D’un double sens à un sens unique
Les riverains ont néanmoins eu le droit de choisir dans quel sens la circulation sera réduite. « À l’unanimité les habitants de la cité Ungemach, qui étaient nombreux, ont retenu la solution 2, à savoir l’accès à sens unique de la Robertsau vers la cité Ungemach », se rappelle l’adjointe au maire de Strasbourg pour le quartier de la Robertsau, Nicole Dreyer (PS).
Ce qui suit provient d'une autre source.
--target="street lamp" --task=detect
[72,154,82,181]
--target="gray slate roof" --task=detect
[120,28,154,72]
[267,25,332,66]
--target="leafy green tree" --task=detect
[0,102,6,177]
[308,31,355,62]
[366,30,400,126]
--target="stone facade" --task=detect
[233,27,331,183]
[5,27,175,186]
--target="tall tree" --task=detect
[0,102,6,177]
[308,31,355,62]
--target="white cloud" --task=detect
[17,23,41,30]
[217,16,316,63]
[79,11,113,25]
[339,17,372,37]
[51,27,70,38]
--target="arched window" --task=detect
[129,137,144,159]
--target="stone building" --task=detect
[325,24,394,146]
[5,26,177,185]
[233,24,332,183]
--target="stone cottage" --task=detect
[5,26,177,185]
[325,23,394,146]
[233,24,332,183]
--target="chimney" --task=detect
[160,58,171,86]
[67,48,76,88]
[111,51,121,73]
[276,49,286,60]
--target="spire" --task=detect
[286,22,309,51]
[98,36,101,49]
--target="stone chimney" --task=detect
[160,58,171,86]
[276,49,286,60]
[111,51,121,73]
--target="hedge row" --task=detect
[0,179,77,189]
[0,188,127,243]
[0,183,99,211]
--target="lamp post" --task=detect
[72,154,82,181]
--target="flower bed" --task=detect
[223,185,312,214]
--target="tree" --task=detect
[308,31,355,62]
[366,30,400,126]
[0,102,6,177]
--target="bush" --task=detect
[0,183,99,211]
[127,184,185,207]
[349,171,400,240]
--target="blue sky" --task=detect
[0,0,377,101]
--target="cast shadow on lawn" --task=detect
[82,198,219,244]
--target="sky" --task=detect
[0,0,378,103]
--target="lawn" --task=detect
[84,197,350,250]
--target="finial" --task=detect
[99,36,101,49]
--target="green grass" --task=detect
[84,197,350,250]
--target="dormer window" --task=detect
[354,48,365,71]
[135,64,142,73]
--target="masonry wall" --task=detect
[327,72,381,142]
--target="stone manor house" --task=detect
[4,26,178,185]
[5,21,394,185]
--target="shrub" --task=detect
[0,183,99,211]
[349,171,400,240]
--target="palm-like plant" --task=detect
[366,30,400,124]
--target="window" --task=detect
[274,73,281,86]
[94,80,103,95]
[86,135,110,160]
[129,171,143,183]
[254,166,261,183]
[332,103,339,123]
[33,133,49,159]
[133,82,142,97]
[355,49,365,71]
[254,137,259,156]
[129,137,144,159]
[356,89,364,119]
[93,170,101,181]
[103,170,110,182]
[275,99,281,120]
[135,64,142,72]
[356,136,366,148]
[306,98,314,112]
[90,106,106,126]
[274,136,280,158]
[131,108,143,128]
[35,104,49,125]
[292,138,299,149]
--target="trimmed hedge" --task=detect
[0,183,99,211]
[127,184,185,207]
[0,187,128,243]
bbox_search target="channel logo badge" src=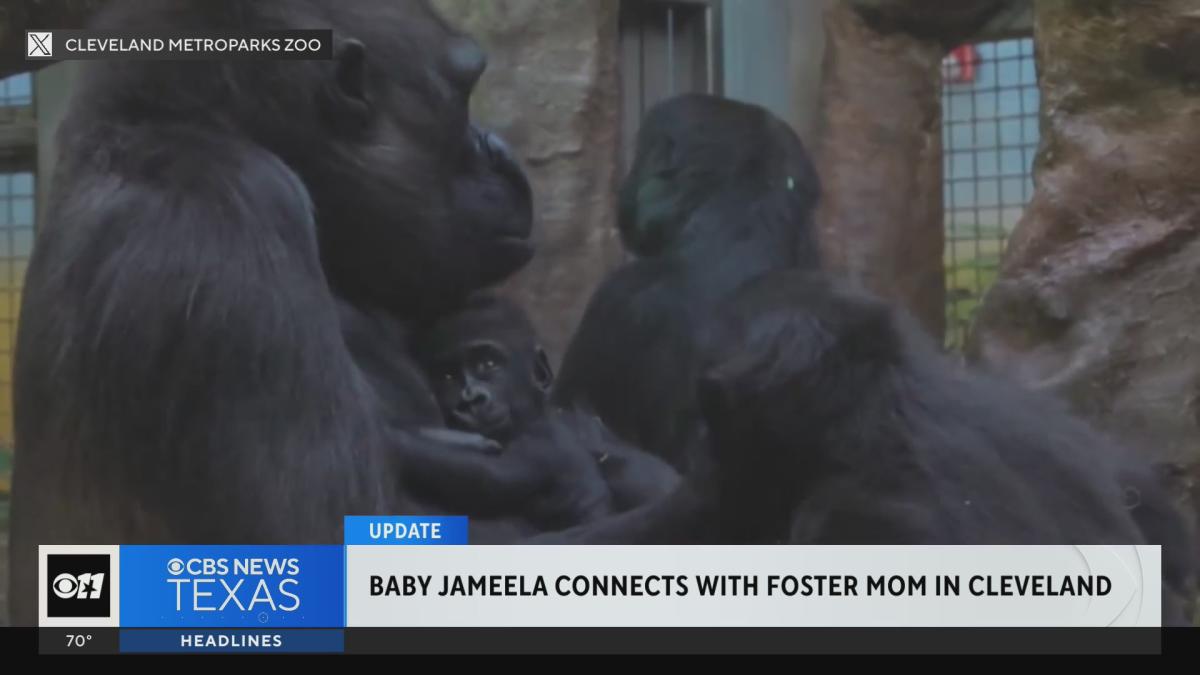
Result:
[37,546,120,628]
[25,30,54,59]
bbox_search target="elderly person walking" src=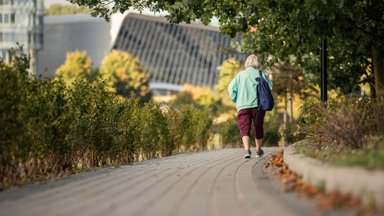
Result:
[228,54,272,158]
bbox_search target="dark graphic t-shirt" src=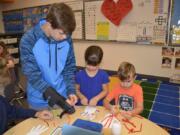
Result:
[118,95,134,111]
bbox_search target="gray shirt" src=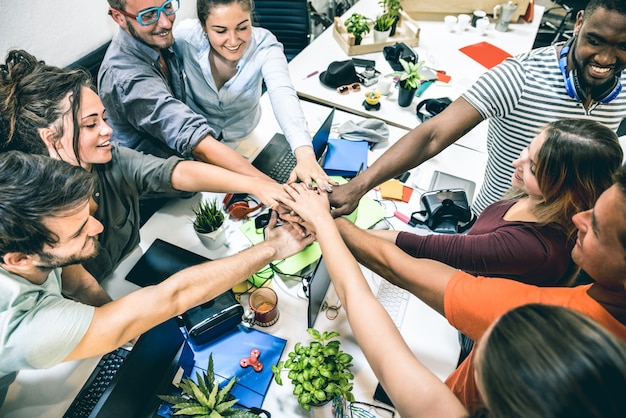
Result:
[98,30,214,159]
[83,145,182,281]
[0,268,94,403]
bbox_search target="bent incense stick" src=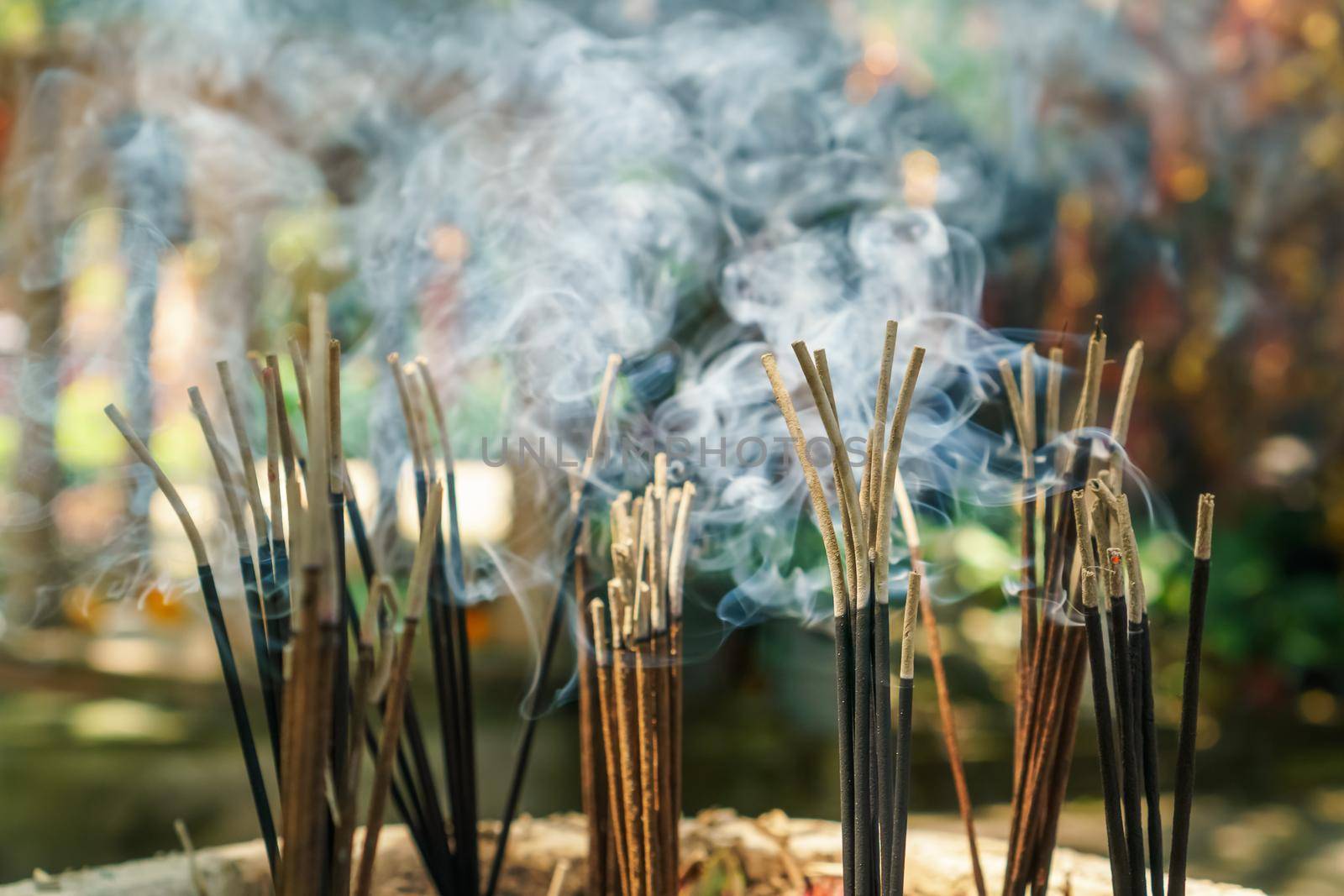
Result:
[486,354,621,896]
[103,405,280,880]
[186,385,280,773]
[761,354,855,896]
[354,482,444,896]
[762,322,923,896]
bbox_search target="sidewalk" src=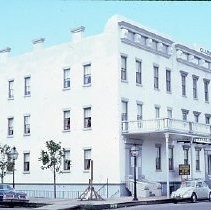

Comme le souligne la présentation, cela obligera parfois les habitants à faire des détours lorsqu’ils iront vers la Robertsau et l’Orangerie. Alors que la question des déplacements vers et dans le futur quartier d’affaires Wacken/Archipel a plusieurs fois fait débat, cette contrainte non-prévue à l’origine s’ajoute. Néanmoins, un parking payant en étages est en cours de construction sur le parking de la piscine du Wacken.
D’autres objectifs que la sécurité
Au-delà des aspects sécuritaires, on comprend dans la présentation de la Ville que l’objectif est aussi de faciliter la vie au Parlement, en différenciant les accès poids-lourds (livraisons, etc.) et employés, en rognant sur l’espace public donc. Les poids lourds passeront par l’entrée actuelle et les véhicules légers par une nouvelle entrée, en descendant sur une future route côté du canal de la Marne au Rhin.
On sait aussi qu’un pavillon d’accueil sera installé, avec portiques de sécurité. Ils sont aujourd’hui dans le cœur du bâtiment Louise Weiss. Les cyclistes et piétons devront eux faire un léger détour, mais évitent tout de même de croiser les rails de tramway.
Peu d’espace restant pour manifester
Pour manifester, il ne restera plus que le haut du pont du Wacken. Cet endroit est plus loin et bien sûr beaucoup plus petit que l’espace actuel. Selon la configuration du pavillon d’accueil, les députés passeront devant ou plus loin. Les manifestations ont pourtant pour but d’interpeller, au moins visuellement, ces élus, par exemple avant un vote.
Pour avoir accès à leurs représentants, les citoyens devront se mettre sur la route. Mais pour des organisateurs de manifestation, tout blocage de la circulation nécessite des négociations avec la police, dans le but de limiter leur impact. Le Parlement européen est justement l’un des endroits où il est très difficile de passer, ce qui faisait que le carré d’herbe à côté était utilisé.
Deux ans de travaux
« Si on restreint de plus en plus les manifestations encadrées, on risque de favoriser celles qui ne le sont pas, potentiellement plus dangereuses. 99% des événements sont déclarés », s’inquiète un habitué de l’organisation de manifestations contacté.
Les travaux doivent durer 20 mois. Après la vente des terrains par l’Eurométropole, ils sont sensés débuter en janvier 2018 et se terminer fin août 2019.